Microsoft Graph Data Connect: Bulk Access to Microsoft 365 Data
Microsoft Graph API is great for accessing Microsoft 365 data on a per-user, real-time basis. But what if you need to analyze data across thousands of users? That’s where Microsoft Graph Data Connect comes in.
The Challenge with Graph API at Scale
Using the standard Graph API for analytics has limitations:
- Rate limiting kicks in quickly
- Pagination through millions of records is slow
- Token management at scale is complex
- Near-real-time patterns don’t fit batch analytics
Graph Data Connect solves this by delivering bulk extracts of Microsoft 365 data directly to Azure Data Factory.
How It Works
- Configure a data pipeline in Azure Data Factory
- Request specific datasets (emails, calendar, files metadata)

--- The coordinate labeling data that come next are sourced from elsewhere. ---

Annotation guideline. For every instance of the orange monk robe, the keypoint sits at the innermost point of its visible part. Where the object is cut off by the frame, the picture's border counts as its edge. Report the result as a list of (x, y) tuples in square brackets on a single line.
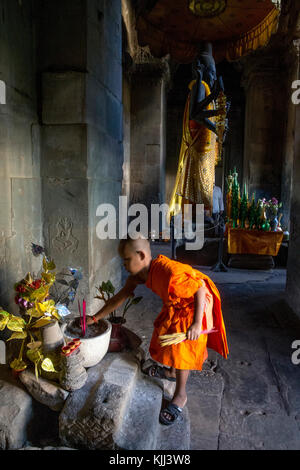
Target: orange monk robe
[(176, 284)]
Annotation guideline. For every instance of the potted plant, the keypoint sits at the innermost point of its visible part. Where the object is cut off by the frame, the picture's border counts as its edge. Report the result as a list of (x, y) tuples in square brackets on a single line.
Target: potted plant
[(118, 339), (37, 312)]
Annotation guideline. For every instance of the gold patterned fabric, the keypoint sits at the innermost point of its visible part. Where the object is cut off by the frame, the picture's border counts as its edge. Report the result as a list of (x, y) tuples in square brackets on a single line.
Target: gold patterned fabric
[(197, 159), (256, 242)]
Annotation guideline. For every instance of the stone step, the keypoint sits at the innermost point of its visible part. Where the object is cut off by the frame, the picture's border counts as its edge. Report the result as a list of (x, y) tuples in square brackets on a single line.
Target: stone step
[(93, 414), (139, 429), (118, 408)]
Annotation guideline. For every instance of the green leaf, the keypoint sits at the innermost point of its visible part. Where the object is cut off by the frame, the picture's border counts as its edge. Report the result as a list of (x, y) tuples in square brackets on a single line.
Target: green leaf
[(47, 365), (42, 322), (15, 323), (48, 265), (48, 277), (18, 335)]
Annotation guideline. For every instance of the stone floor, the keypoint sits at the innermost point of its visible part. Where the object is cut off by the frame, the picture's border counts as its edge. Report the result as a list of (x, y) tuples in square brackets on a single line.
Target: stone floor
[(251, 400)]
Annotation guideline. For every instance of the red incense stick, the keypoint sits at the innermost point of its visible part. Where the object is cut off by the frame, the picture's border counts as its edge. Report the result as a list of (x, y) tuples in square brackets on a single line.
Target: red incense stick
[(84, 316)]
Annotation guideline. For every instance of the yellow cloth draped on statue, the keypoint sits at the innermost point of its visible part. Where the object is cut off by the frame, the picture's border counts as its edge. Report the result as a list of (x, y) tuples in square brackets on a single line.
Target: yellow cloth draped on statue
[(256, 242), (197, 159)]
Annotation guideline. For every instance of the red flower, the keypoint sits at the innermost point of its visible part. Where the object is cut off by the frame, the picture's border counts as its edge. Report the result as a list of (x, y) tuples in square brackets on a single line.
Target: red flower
[(36, 284), (21, 288)]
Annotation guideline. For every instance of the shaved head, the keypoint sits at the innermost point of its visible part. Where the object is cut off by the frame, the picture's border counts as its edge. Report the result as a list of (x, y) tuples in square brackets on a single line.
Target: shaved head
[(140, 244), (136, 255)]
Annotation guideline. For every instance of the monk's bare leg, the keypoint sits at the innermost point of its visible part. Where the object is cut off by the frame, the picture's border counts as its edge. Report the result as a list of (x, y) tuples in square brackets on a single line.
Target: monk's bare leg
[(170, 372), (180, 396)]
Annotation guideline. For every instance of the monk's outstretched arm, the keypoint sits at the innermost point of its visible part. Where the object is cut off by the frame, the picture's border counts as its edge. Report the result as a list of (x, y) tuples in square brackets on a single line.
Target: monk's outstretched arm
[(196, 327), (115, 301)]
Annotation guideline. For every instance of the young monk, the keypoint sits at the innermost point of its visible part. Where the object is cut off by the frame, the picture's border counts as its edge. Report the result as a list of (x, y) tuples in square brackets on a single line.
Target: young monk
[(191, 303)]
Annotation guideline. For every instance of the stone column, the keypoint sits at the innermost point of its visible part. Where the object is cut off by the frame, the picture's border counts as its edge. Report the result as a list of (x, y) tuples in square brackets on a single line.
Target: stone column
[(148, 136), (291, 63), (20, 185), (264, 126), (82, 152), (293, 265)]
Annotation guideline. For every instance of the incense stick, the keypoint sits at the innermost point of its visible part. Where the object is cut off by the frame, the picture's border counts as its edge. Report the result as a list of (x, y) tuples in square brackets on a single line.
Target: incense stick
[(176, 338), (84, 316)]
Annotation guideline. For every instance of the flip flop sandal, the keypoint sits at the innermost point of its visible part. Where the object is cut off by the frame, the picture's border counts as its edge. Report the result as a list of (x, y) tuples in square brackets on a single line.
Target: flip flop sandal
[(172, 410), (158, 371)]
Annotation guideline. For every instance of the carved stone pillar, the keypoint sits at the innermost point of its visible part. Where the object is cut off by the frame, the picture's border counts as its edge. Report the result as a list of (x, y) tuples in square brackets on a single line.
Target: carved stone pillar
[(148, 134), (264, 126), (293, 266), (82, 151)]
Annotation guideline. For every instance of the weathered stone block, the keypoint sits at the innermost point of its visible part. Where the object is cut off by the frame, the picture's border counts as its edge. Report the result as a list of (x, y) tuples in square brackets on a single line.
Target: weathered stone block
[(16, 148), (105, 156), (64, 151), (5, 206), (46, 392), (63, 23), (63, 97), (15, 411)]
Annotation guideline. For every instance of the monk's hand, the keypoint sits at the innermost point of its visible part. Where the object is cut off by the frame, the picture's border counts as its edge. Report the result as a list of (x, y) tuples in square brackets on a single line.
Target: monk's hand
[(89, 320), (194, 331)]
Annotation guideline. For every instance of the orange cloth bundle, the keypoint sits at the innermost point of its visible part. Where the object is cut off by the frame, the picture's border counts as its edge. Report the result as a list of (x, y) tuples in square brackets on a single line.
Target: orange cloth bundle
[(176, 284)]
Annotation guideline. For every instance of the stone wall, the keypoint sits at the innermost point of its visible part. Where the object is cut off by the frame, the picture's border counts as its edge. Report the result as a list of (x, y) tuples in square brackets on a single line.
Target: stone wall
[(20, 183), (61, 144), (264, 125), (293, 266), (82, 151), (147, 156)]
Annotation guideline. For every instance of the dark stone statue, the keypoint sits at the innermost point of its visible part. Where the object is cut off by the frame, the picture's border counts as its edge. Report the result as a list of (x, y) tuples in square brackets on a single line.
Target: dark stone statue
[(204, 69)]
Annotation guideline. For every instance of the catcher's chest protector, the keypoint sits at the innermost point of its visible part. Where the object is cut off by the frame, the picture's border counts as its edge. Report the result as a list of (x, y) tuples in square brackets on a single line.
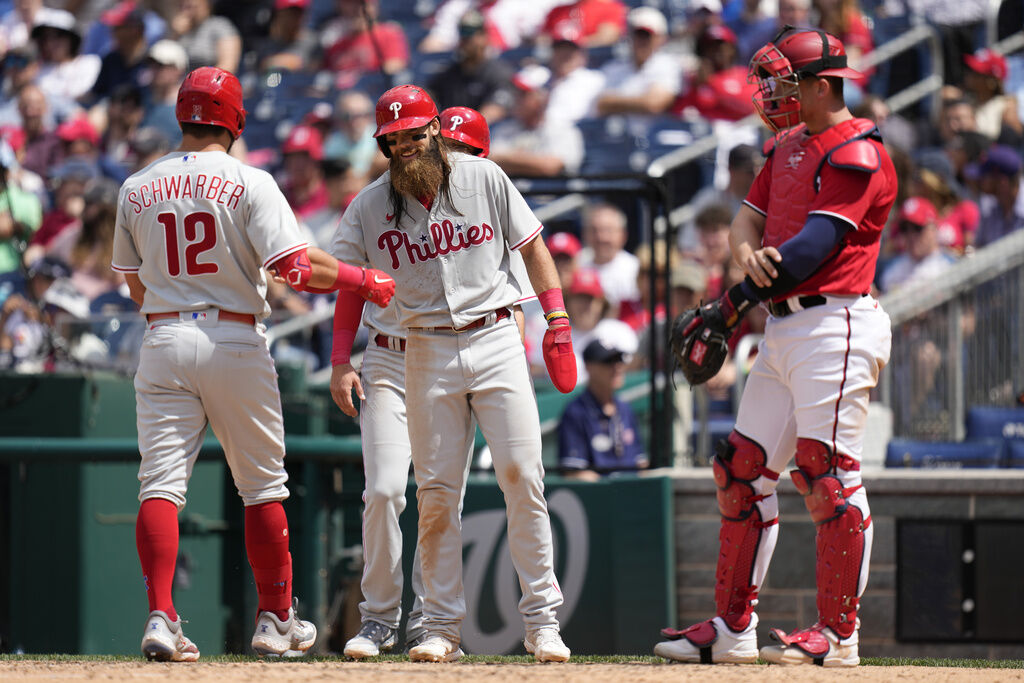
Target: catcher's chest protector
[(796, 165)]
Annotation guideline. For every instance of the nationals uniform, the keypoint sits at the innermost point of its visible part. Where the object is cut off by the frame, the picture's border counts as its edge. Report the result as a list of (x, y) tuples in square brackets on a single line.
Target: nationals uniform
[(454, 271)]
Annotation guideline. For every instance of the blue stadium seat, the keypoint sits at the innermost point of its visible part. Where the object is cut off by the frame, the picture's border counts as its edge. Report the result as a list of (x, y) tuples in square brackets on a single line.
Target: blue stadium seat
[(995, 422), (981, 454)]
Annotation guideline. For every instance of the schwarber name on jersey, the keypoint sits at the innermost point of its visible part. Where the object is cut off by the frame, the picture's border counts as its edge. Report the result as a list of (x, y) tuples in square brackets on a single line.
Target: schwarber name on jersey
[(451, 267), (199, 228)]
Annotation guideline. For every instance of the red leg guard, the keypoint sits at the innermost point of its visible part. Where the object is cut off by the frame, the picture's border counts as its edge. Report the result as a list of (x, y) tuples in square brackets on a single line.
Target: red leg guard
[(737, 464), (840, 532)]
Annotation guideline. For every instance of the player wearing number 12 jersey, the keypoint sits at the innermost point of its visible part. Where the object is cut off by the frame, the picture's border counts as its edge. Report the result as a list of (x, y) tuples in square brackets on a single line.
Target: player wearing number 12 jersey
[(194, 231)]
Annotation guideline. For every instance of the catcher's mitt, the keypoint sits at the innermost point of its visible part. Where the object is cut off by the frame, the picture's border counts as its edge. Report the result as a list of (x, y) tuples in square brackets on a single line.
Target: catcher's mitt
[(698, 342)]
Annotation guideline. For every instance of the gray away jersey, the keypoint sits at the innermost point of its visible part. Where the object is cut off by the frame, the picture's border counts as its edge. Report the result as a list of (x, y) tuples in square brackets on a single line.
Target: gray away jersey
[(199, 228), (450, 269)]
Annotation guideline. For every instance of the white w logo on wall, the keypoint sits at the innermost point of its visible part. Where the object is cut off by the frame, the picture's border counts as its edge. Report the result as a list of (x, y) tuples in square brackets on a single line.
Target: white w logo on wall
[(486, 556)]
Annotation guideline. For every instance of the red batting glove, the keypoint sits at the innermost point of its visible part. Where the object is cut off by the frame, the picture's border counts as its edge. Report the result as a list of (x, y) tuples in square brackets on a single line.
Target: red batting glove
[(377, 287), (558, 355)]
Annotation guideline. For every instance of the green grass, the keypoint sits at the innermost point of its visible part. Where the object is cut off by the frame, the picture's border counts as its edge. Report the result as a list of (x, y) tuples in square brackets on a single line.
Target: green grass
[(520, 659)]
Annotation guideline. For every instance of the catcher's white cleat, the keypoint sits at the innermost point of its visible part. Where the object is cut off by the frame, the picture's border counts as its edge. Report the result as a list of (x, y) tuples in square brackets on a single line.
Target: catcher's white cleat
[(818, 644), (711, 642)]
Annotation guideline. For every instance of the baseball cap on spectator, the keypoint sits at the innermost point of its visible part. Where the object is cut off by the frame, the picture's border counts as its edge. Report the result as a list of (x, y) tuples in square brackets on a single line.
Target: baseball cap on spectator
[(78, 128), (563, 244), (689, 274), (585, 281), (471, 24), (918, 211), (649, 19), (304, 138), (531, 77), (169, 53), (604, 351), (1000, 160), (122, 13), (987, 62)]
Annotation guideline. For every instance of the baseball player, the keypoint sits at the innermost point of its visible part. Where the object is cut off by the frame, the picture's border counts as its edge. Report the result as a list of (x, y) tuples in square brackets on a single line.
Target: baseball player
[(386, 454), (807, 238), (442, 224), (194, 231)]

- A Microsoft 365 admin approves the request
- Data is delivered to your Azure storage
The data lands in Azure Storage as JSON files, ready for processing with Synapse, Databricks, or any data platform.
Setting Up a Pipeline
First, register an app in Azure AD with the Graph Data Connect permissions:
{
"name": "graph-data-connect-app",
"requiredResourceAccess": [
{
"resourceAppId": "00000003-0000-0000-c000-000000000000",
"resourceAccess": [
{
"id": "810c84a8-4a9e-49e6-bf7d-12d183f40d01",
"type": "Role"
}
]
}
]
}
Then create the Azure Data Factory pipeline:
{
"name": "CopyEmailMetadata",
"properties": {
"activities": [
{
"name": "CopyFromOffice365",
"type": "Copy",
"inputs": [
{
"referenceName": "Office365EmailDataset",
"type": "DatasetReference"
}
],
"outputs": [
{
"referenceName": "AzureBlobOutput",
"type": "DatasetReference"
}
],
"typeProperties": {
"source": {
"type": "Office365Source",
"dateFilterColumn": "receivedDateTime",
"startTime": "2021-04-01T00:00:00Z",
"endTime": "2021-05-01T00:00:00Z",
"userScopeFilterUri": "https://graph.microsoft.com/v1.0/groups/{group-id}/members"
},
"sink": {
"type": "BlobSink"
}
}
}
]
}
}
Available Datasets
Graph Data Connect provides access to:
- Message headers and bodies
- Sent and received metadata
- Attachment information (not content)
Calendar
- Meeting metadata
- Attendee information
- Recurring event patterns
People
- Organization hierarchy
- Contact relationships
- Collaboration patterns
Files (OneDrive/SharePoint)
- File metadata
- Sharing information
- Activity signals
Data Processing with Synapse
Once data lands in storage, process it with Synapse:
# Synapse Spark notebook
from pyspark.sql import SparkSession
from pyspark.sql.functions import col, explode, to_date
# Read email metadata from blob storage
emails_df = spark.read.json("abfss://m365data@yourstorage.dfs.core.windows.net/emails/")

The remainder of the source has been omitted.